La porta era aperta. Il primo piano era completamente in disordine: foglie sul pavimento, libri sparsi, riviste, colori, tempere, cornici, una piccola follia creativa, segni e ricordi dell’artista che aveva vissuto lì. Salendo una scala molto stretta, arrivai al secondo piano. La cucina non nascondeva il suo senso di abbandono, disordinata e sporca, con l’intonaco che cadeva sul pavimento, ma piena di vita: c’erano oggetti da cucina in ordine quasi perfetto, una bellissima credenza, spezie, pentole appese, bicchieri e bottiglie di liquore sul tavolo, un’immagine di quotidianità interrotta.

Uscendo dalla cucina si scopre la stanza più interessante, la stanza che regala il nome alla location e che lascia quasi interdetti: Red Passion. E’ una camera da letto molto affascinante, con un letto a baldacchino semplicemente meraviglioso. Il colore dominante è un rosso vibrante, un rosso teatrale, quasi passionale.
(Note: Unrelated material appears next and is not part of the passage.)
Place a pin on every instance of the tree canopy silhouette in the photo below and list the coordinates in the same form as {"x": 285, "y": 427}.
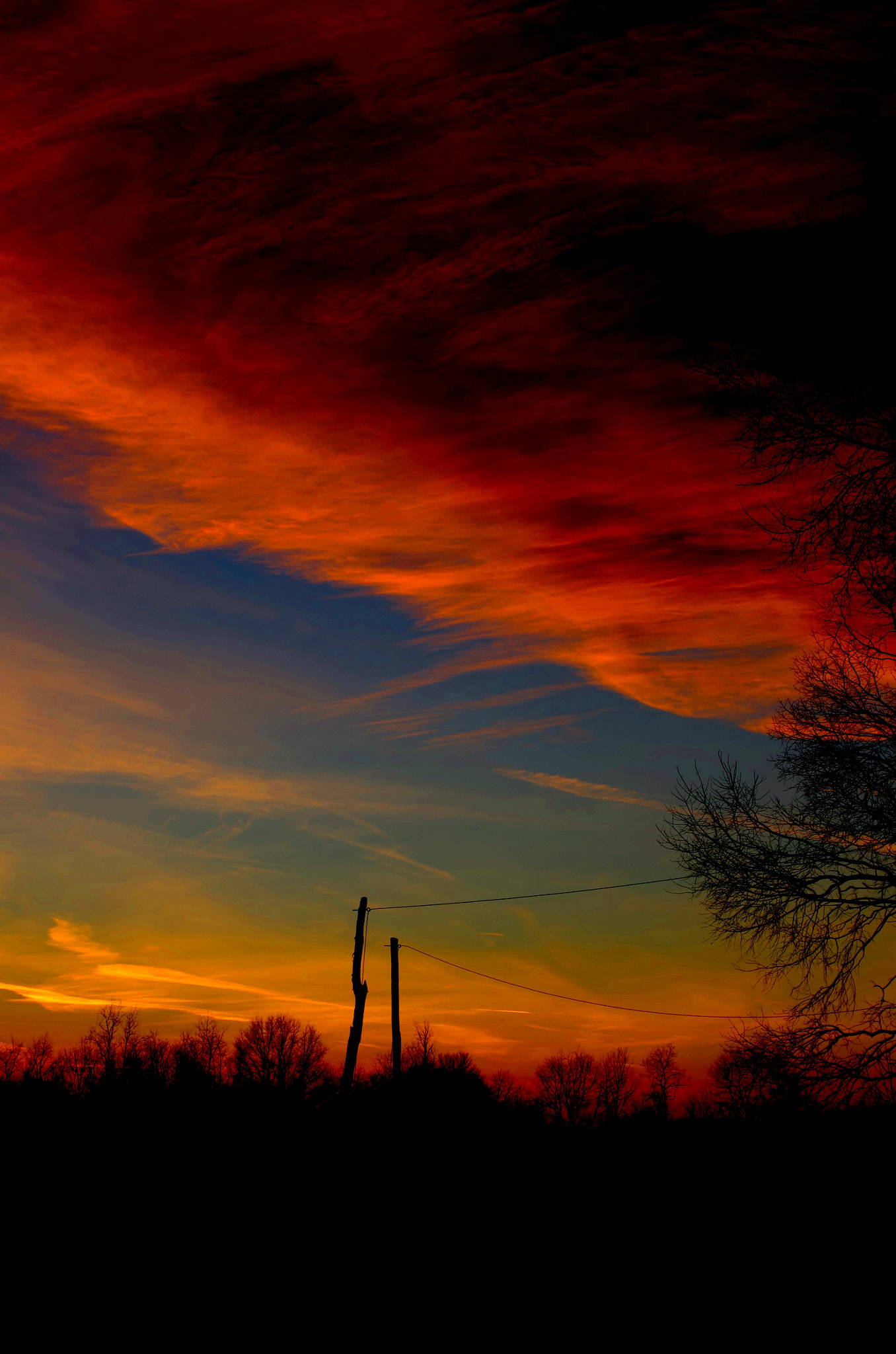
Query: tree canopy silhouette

C’è un mobile sul fondo pieno di vestiti, una serie di oggetti sparsi, un crocifisso appeso alla parete e altri piccoli dettagli che rendono l’ambiente molto intrigante. E poi quel mappamondo, come un simbolo di quanto il pittore fosse legato a quella sua dimensione, come se quella stanza non fosse solo il suo rifugio, ma il suo mondo intero. Poco distante, sempre al secondo piano, c’è anche un bagno, decisamente devastato, con pochi oggetti rimasti, tra cui due spazzolini da denti, uno rosso e uno verde, malinconici nella loro solitudine.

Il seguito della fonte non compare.